Support for inheritance with a single repository per type hierarchy
A new attribute subTypes was introduced to @JsonApiResource to specify an inheritance relationship. For example:
@JsonApiResource(type = "task", subTypes = SpecialTask.class)
public class Task {
// fields, getters and setters
}
@JsonApiResource(type = "specialTask", resourcePath = "task")
public class SpecialTask extends Task{
// fields, getters and setters
}
SpecialTask extends Task but is configured to use the same resourcePath, meaning SpecialTask does not have to bring
along its own repository implementation, but is served by the task repository.
For more information have a look at the documentation.
Microservice example
There is a new spring-boot-microservice-example application. It showcases how to establish relationships between resources of two separate microservices.
The relationship supports the full JSON API feature, most notable the use of inclusions. Behind the scenes crnk-client is used to let one Crnk instance
access another Crnk instance.
@JsonApiExpose annotation
@JsonApiExpose can be used to hide a resource repository from the JSON API endpoint. It is used by the preceding microservice example to hide the
remote repositories on the local endpoint while making them available internally to perform relationship inclusions.

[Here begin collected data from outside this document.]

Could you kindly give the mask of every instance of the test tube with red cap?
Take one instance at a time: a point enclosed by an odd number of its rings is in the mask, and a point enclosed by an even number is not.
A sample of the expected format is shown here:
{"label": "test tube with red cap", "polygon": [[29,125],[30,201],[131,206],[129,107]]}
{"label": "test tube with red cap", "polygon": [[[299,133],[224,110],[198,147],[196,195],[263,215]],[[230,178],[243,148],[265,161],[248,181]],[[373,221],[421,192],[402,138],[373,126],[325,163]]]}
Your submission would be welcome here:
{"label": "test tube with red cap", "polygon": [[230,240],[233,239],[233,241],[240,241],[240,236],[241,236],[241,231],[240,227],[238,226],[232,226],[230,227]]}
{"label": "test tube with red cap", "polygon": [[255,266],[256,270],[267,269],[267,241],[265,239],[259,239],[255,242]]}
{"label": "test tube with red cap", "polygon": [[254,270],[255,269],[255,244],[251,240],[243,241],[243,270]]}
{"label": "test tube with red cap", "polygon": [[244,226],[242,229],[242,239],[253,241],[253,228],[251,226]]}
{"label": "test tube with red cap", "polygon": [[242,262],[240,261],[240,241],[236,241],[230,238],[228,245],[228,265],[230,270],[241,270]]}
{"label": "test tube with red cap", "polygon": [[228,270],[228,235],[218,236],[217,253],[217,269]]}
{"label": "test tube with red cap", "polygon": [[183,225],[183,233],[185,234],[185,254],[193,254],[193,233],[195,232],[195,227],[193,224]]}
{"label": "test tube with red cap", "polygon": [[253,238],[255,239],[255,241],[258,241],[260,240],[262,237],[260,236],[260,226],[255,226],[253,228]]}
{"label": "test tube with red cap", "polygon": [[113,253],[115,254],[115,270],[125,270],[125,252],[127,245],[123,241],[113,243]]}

InMemoryResourceRepository default implementation
There is a default implementation for a in-memory resource repository that is backed by a ConcurrentHashMap. It can be useful to get started quickly,
use for mocking and work with small data sets.
Spring Boot Auto Configuration for Tomcat 8.5+
There is a bit of a controversy about which characters to encode or not encode in URLs based on
RFC 7230 and RFC 3986. JSON API is affected in that regard due to the use of [ and ].
Browser vendors have yet to endorse those RFCs. But unfortunately, Tomcat already started
to enforce the RFCs from their side. As such it is useful to
relax the [ and ] characters to simplify development with JSON API, like entering
URLs manually in the browser. For this purpose `relaxedPathChars` can be set to `[]`, for more information
see
https://stackoverflow.com/questions/41053653/tomcat-8-is-not-able-to-handle-get-request-with-in-query-parameters
The Spring Boot auto configuration already does this out-of-the-box with this release.
Comma-separated filter parameters
Multiple filter values can now be separated by comma:
http://127.0.0.1:8080/api/tasks?filter[name][EQ]=SomeTask,OtherTask
Repositories then will typically use an OR to return resources matching any of one the filter values.
The behavior can be disabled in DefaultQuerySpecUrlMapper.setAllowCommaSeparatedValue(...) if desired.
More flexible typing for FilterOperator
By default Crnk uses a simplistic model for filtering where the type of a filter value matches the type of the attribute to be filtered. This works
well in many occasions, but there are also some exceptions. For example, the LIKE operator is always of type String to support wildcards, whereas
the attribute it self may not. One such example is the LIKE-filtering of Enums. For this reason a FilterOperator.getFilterType() was introduced
to allow the FilterOperator influence the typing of filter values.
Nested Resources
Work started to bring support for nested resource having url patterns like http://example.com/posts/1/comments/2. For more information
you can check out the nested resource section in the documentation. However, this feature is still considered (very) experimental
and will be refined and more thoroughly tested in subsequent releases. Help to finish it is welcomed.